Over the past month, I have been working on surface-security which is an open source security intelligence and automation platform.
One of the things I wanted to review was the projects’ CI/CD Pipelines, to ensure we could confidently merge changes from outsiders (when we eventually get there), but also to ensure we stay dynamic, nimble and running smooth. In addition, the workflows were “old”, 1 year old that is, and it was enough to experience compatibility issues between OSes and action versions.
GitHub Actions are composed by Workflows, which are a set of Jobs, which are a group of Steps in itself. Steps can be composed of external Actions or your own actions.
From the docs:
An action is a custom application for the GitHub Actions platform that performs a complex but frequently repeated task. Use an action to help reduce the amount of repetitive code that you write in your workflow files.

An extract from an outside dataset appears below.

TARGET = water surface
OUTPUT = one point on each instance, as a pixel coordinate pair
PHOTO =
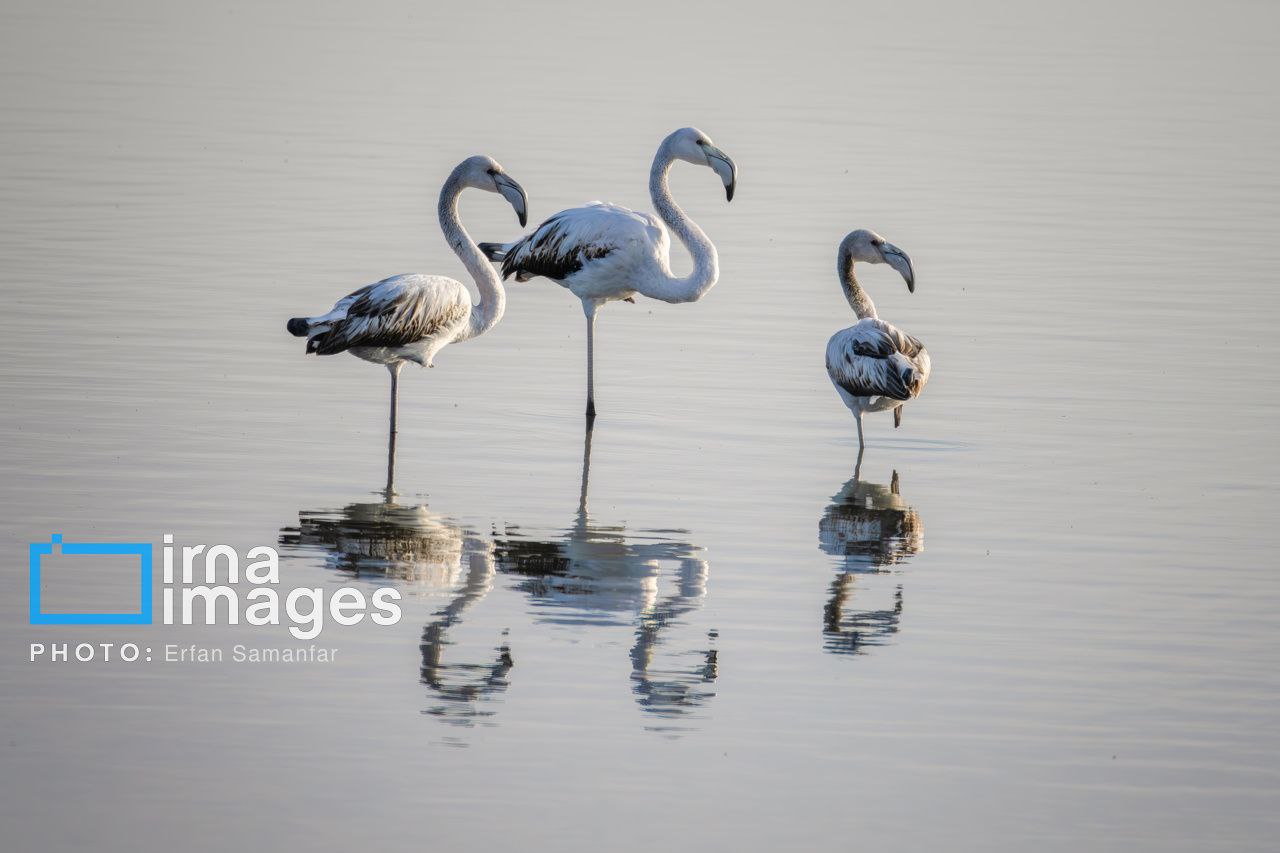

Actions are a Vendor Lock-in Mechanism
Actions can be obtained from the marketplace, where we can find official ones (GitHub owned) or made by the community. On paper, they sound good, avoid repetitive code and such, but I do not see that with this high regard. The most surprising case for me was
But the same goes when we want to prepare an environment for the language our project needs. There’s
setup-python, and more alike.
This really highlights the purpose of this post. Delegating the preparation of your build environment to third-party components, whether official or by the community, is shooting yourself in the foot because you loose control of that environment, you are exposing your project to the risk of supply chain attacks, and it feels really unnecessary just to spare a few lines of code to setup the environment. But are you really sparing that many lines of code? Ultimately, you’re going to have to declare what your environment needs so other developers can contribute to the project anyway, so why not simply write a bash script to take care of that for you?

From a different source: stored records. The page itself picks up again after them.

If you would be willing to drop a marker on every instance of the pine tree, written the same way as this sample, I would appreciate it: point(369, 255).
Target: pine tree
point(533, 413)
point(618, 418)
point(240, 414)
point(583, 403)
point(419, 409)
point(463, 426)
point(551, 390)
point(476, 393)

The Whole Thing is a Massive Lock-in System
GitHub Actions were essentially built to have people writing their CI/CD systems (which are key to build, ship and distribute apps) based on a system (GitHub) that does not work elsewhere - thus the vendor lock-in. You cannot take your actions and reproduce it elsewhere, not even locally. The underlying principal of re-using actions (
use: actions/checkout@v4, for instance) makes a change to another system a highly expensive one, because it’s not about doing a couple tweaks, like adding a
git checkout call in your new system - one would have to design the entire system from scratch because you would be missing a awful lot of these steps along the way in your CI/CD process.

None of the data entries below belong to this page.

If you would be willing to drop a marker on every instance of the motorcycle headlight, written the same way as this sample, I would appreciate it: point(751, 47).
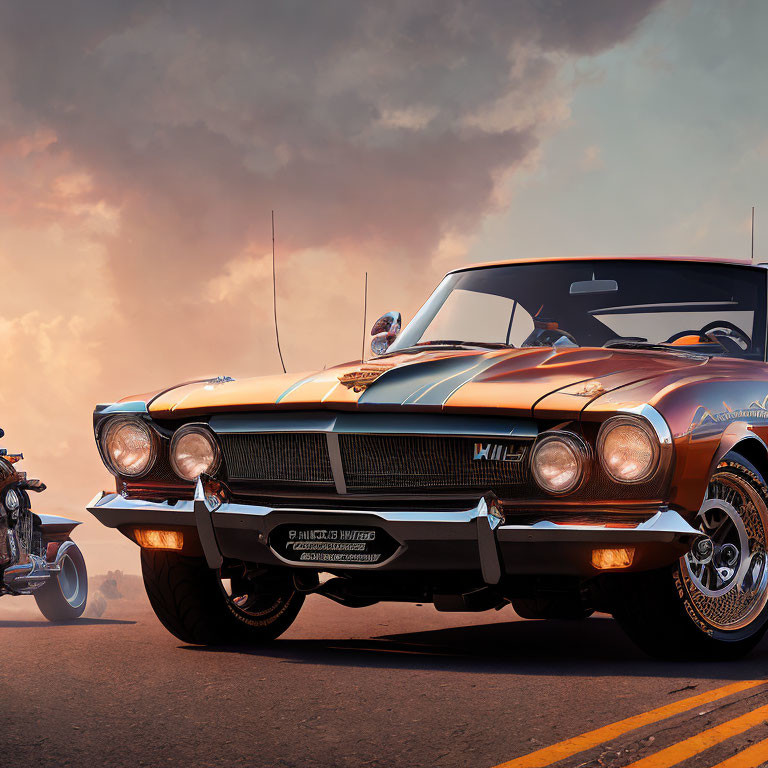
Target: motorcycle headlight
point(194, 451)
point(12, 501)
point(559, 462)
point(129, 446)
point(628, 449)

I was surprised to find so many public and private projects using this system without considering making its backbone simple, reproducible bash scripts. Despite the recommendation of using actions from the marketplace, the DevOps engineer has the option to write bash scripts and use those instead of re-usable actions. Advantages? Well:
- No vendor lock-in in regards to your CI/CD system - if in the future you need to change, you take your bash scripts with you and make that work, instead of redesigning the whole system again;
- Reproducible builds (developers can build the project locally and debug anything that comes up - and it will happen!) and I’m surprised people are not experiencing too much of this;
- No third party dependencies by not importing code you do not own (it doesn’t matter if it is open source or not, official or from the community);
Disadvantages? More code to write? Is it really though? As mentioned above, you’re probably already writing some from of reproducible builds for your devs, like
nix or something - why not leverage those instead?
I remember when GitHub Actions were mostly a paid system, where users had 2000 minutes for free each month. I don’t recall what was the syntax like at the time, but I would really love to dig down the rabbit hole and find out if this action re-usability concept came after that or not.
Hope you enjoyed reading this mild rant I’m writing after completing a phase 1 of a project that required learning and reworking on the CI/CD Pipelines for a list of 20 projects. An after-thought that emerged very quickly was to create bash scripts to use further down the road - which I think is the way to go to create secure, reproducible and vendor free CI/CD pipelines for your projects, whether on a commercial or open source setting.